The staining of TFF1 was predominantly distributed in the cytoplasm. High expression of TFF1 (Fig. 1A) was observed in 94 gastric cancer patients, whereas the remaining 88 patients showed low expression (Fig. 1B). Low expression of TFF1 was significantly correlated with deeper invasion of the tumor (p=0.037) (Table I). However, no significant correlations were observed between the TFF1 expression and other factors including age, gender, lymph node metastasis (N), lymphatic invasion (ly), vascular invasion (v), or tumor stage.

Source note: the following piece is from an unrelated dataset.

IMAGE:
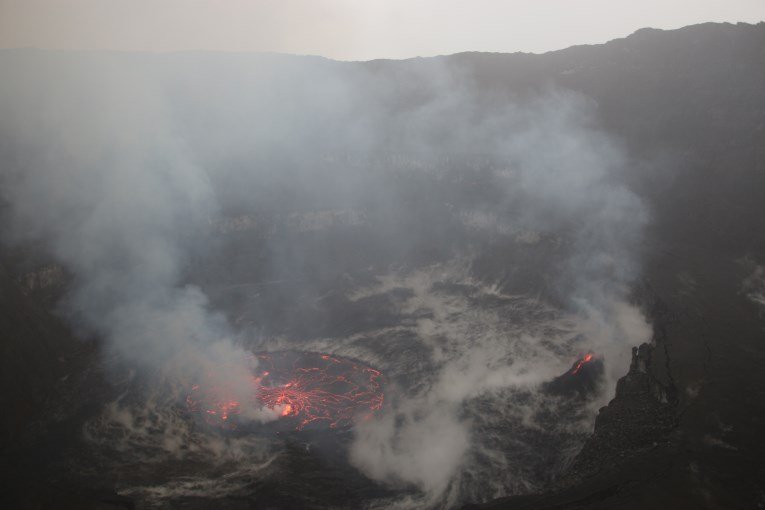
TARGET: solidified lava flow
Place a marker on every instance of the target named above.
(579, 364)
(312, 389)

In all the 182 patients, the patients with a low expression of TFF1 tended to have a worse survival than those with a high expression (p=0.078, Fig. 1C). A low expression of TFF1 significantly associated with a worse survival in the surgery group (p=0.006, Fig. 1D), whereas the TFF1 expression did not contribute to the patient survival in the adjuvant group (p=0.732, Fig. 1E). A univariate analysis demonstrated that the depth of tumor invasion (T), lymph node metastasis (N), lymphatic invasion (ly), tumor stage and TFF1 expression were significantly associated with the disease-specific survival in the surgery group. A multivariate analysis confirmed both TFF1 expression and lymph node metastasis to be independent predictive factors for disease-specific survival (p=0.026, 0.009, respectively) (Table II).

The expression of TFF1 mRNA was detected in the order of KATO-III > HSC45 > HSC57 > MKN45 > MKN7 > MKN28 > MKN74 > MKN1 (Fig. 2A). Based on the results, we classified the cell lines into a high-expression group (KATO-III, HSC45 and HSC57) and a low-expression group (MKN1, MKN28 and MKN74). The hypoxia-mediated induction of mRNA was evaluated in the high-expression group and the degree of the induction was observed in the order of KATO-III > HSC45 > HSC57 (Fig. 2B).

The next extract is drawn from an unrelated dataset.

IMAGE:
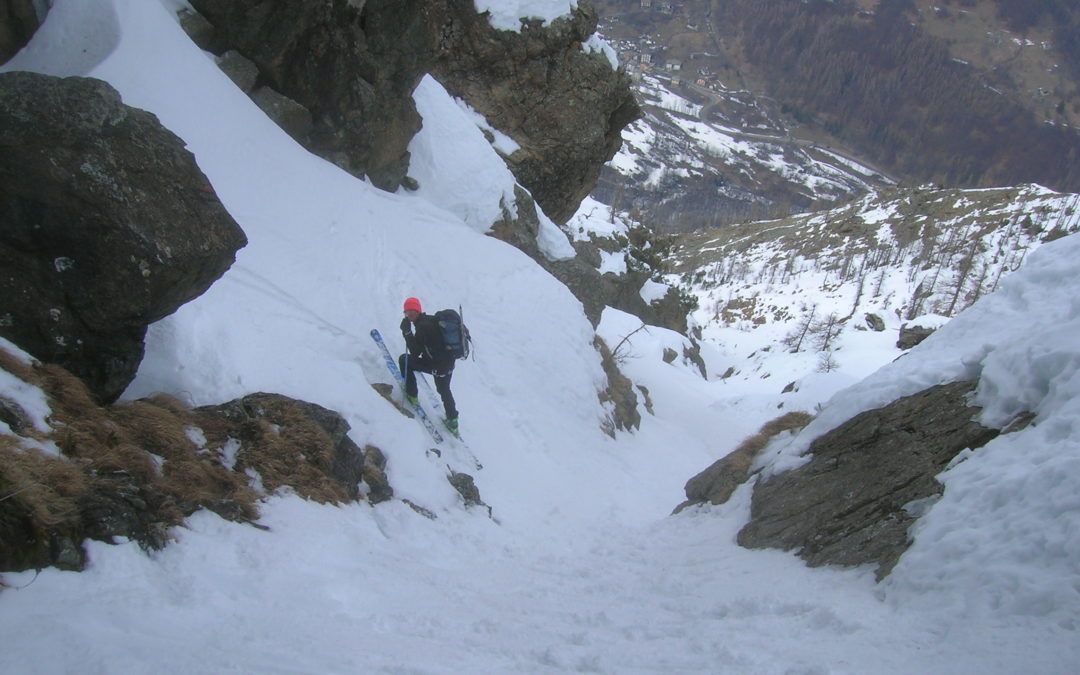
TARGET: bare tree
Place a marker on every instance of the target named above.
(795, 339)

A diagram of the promoter region of the TFF1 gene is shown in Fig. 3A. There are 22 CpG sites between 274 and −469 bp. Fig. 3B indicates the methylation status of each CpG site in the six cell lines. The cell lines classified into the low-expression group showed dense methylation; in contrast, the cell lines in the high-expression group showed sparse methylation. In sharp contrast, in cancer tissues with low TFF1 expression, two specific CpG sites, which are located at −457 and −20 from the transcript initiation site, showed a significantly denser methylation in comparison to the high-expression tissues (Fig. 3C).

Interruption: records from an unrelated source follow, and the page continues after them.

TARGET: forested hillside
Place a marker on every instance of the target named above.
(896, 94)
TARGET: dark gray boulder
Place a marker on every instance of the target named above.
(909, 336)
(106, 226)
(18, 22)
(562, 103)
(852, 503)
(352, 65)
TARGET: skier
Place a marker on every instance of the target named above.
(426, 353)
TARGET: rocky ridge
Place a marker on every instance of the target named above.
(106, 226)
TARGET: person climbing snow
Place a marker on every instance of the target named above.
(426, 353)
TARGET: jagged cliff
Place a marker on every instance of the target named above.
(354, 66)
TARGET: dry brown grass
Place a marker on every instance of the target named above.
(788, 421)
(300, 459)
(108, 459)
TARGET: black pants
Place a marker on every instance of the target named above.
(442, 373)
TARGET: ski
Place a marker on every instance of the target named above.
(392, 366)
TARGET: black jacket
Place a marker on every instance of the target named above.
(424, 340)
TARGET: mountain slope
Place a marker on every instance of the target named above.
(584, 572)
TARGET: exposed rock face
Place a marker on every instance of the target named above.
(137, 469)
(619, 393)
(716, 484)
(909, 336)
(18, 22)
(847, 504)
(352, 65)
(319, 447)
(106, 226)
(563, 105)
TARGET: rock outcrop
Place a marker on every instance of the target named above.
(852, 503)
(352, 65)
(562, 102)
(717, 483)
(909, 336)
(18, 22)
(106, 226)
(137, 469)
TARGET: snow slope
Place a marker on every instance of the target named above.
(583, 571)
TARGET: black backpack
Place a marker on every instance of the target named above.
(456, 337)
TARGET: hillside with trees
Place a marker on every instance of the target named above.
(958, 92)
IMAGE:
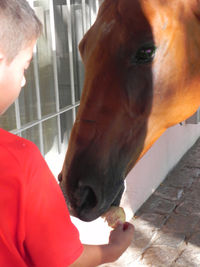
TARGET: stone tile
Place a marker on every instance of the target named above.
(160, 256)
(195, 239)
(143, 235)
(174, 240)
(188, 207)
(153, 219)
(156, 204)
(190, 257)
(179, 223)
(170, 193)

TFF1 knockdown study was performed in order to investigate the role of TFF1 in cell proliferation and invasion using gastric cancer cell lines HSC45 and HSC57 with TFF1 positive expression. The TFF1 knockdown by siRNA was validated by a western blot analysis (Fig. 4A). As demonstrated in Fig. 4B, the invasive capacity was significantly increased in the TFF1 knockdown cells compared with the control cells, while there were no significant differences in the proliferation curves between the knockdown and control cells (Fig. 4C).